# Capt. Kirk to Command Destroyer



## J-Sun (Oct 20, 2013)

When I first came across a note about Captain James Kirk commanding a destroyer, it sounded pretty neat. And it turns out to be a stealth destroyer running Linux on IBM blade servers. How cool is that?

But then I got to thinking - this article says they cost 3.5 billion (but I've read 7 billion). The space shuttle Endeavour was built for 1.7 billion (granted, presumably in 1991 dollars). We could have 2-4 *space ships* for the cost of one of these _destroyers_ (not a battleship or aircraft carrier or anything). And that, as always, brings me back to the fact that the US spends almost as much as the rest of the world combined (40% of world spending) and 6-7 times more than, e.g., China on the military budget - 20% of the US budget (689 billion) goes to defense and 0.52% (18 billion) goes to NASA.

I'm all for having the biggest and best military in the world (though it often just looks like the most fragile - wireless on a multi-billion dollar destroyer that practically runs by remote control? Seriously?) but I'd like to slide, oh, at least a billion or two over to NASA once in awhile. 

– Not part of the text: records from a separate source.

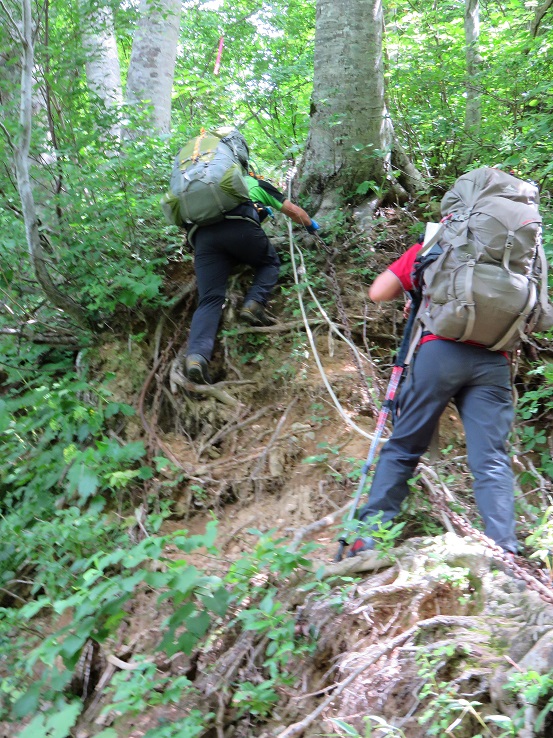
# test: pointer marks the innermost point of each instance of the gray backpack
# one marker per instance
(489, 283)
(207, 179)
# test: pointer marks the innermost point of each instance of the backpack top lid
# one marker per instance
(484, 183)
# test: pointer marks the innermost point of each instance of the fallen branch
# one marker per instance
(177, 378)
(439, 621)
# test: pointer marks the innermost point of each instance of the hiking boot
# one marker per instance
(254, 313)
(196, 369)
(361, 544)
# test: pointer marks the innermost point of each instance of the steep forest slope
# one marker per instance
(215, 609)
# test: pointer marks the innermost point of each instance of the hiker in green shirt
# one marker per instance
(238, 239)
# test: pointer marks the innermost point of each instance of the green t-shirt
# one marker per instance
(264, 192)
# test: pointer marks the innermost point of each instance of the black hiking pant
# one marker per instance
(217, 250)
(479, 383)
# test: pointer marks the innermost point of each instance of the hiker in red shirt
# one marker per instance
(478, 381)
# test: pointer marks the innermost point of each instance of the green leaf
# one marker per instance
(87, 484)
(346, 727)
(35, 729)
(218, 602)
(60, 723)
(27, 703)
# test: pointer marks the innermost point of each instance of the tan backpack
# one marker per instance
(488, 285)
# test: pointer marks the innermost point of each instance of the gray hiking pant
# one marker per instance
(479, 382)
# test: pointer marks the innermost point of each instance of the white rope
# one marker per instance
(331, 324)
(311, 338)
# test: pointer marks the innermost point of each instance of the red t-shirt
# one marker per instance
(403, 268)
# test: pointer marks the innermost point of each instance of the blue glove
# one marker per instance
(312, 227)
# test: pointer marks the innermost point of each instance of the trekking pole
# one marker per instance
(391, 390)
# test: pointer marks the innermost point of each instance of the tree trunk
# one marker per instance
(152, 65)
(351, 134)
(23, 32)
(473, 110)
(103, 71)
(541, 10)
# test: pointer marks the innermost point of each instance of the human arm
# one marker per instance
(385, 287)
(397, 278)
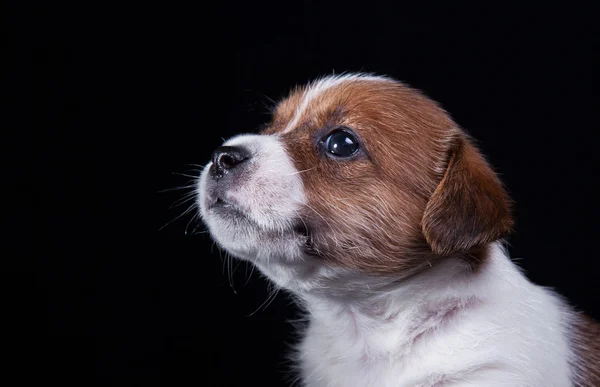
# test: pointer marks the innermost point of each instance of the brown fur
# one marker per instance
(420, 192)
(586, 345)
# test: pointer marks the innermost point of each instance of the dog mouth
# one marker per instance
(225, 207)
(302, 230)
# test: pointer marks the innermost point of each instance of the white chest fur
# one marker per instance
(442, 328)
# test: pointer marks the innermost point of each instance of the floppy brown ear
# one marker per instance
(469, 207)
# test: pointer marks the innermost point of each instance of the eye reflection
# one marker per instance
(341, 143)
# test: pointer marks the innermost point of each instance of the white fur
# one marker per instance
(509, 332)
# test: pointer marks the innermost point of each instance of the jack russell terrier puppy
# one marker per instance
(377, 212)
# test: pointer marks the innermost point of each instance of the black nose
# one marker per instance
(226, 158)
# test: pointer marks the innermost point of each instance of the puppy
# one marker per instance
(366, 201)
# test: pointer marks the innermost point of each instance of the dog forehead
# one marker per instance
(323, 98)
(372, 101)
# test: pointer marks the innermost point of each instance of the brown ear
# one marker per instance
(469, 207)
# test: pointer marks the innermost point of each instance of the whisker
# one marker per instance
(177, 188)
(182, 200)
(186, 175)
(193, 206)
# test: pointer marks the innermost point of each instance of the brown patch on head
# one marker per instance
(418, 190)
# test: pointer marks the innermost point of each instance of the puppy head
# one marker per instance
(356, 174)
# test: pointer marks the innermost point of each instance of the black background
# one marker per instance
(109, 100)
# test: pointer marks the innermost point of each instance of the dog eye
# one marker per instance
(341, 143)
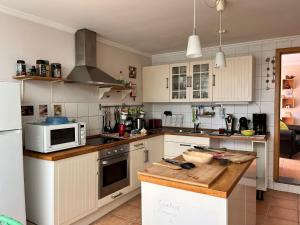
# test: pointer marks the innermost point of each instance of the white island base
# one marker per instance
(163, 205)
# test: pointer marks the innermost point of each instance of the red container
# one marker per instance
(122, 129)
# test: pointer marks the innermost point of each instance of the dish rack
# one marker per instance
(176, 120)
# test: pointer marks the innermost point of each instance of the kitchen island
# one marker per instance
(230, 200)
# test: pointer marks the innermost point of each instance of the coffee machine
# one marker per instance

Anyway - I thought some Chronners might find the destroyer, especially with the Kirk quirk, of interest.


----------



## Foxbat (Oct 20, 2013)

This is what I don't get. We keep getting told that the new enemy is terrorist extremism. Now, I understand how the use of remote weaponry can nullify a lot of the exteremist threat to military personnel (these extremists willing to die but unable to take enemies with them because what is used against them is used remotely). What I don't get is how a stealth destroyer has any significant advantage against this new threat? Especially when the likes of Al Shabaab and Al Qaeda don't have the means to either effectively fight or detect modern surface warships as it is, and it seems an awful lot of money to use against Somali pirates. 

China are our 'friends' now. Russia is flexing its muscles but seems happy to work mainly through diplomatic and financial channels (Gazprom is probably a bigger threat to Western Europe than the Warsaw Pact ever was). Iran has softened its stance. 

Perhaps North Korea is a bigger threat than we think?

I'm with you. Let's go explore space a bit more


----------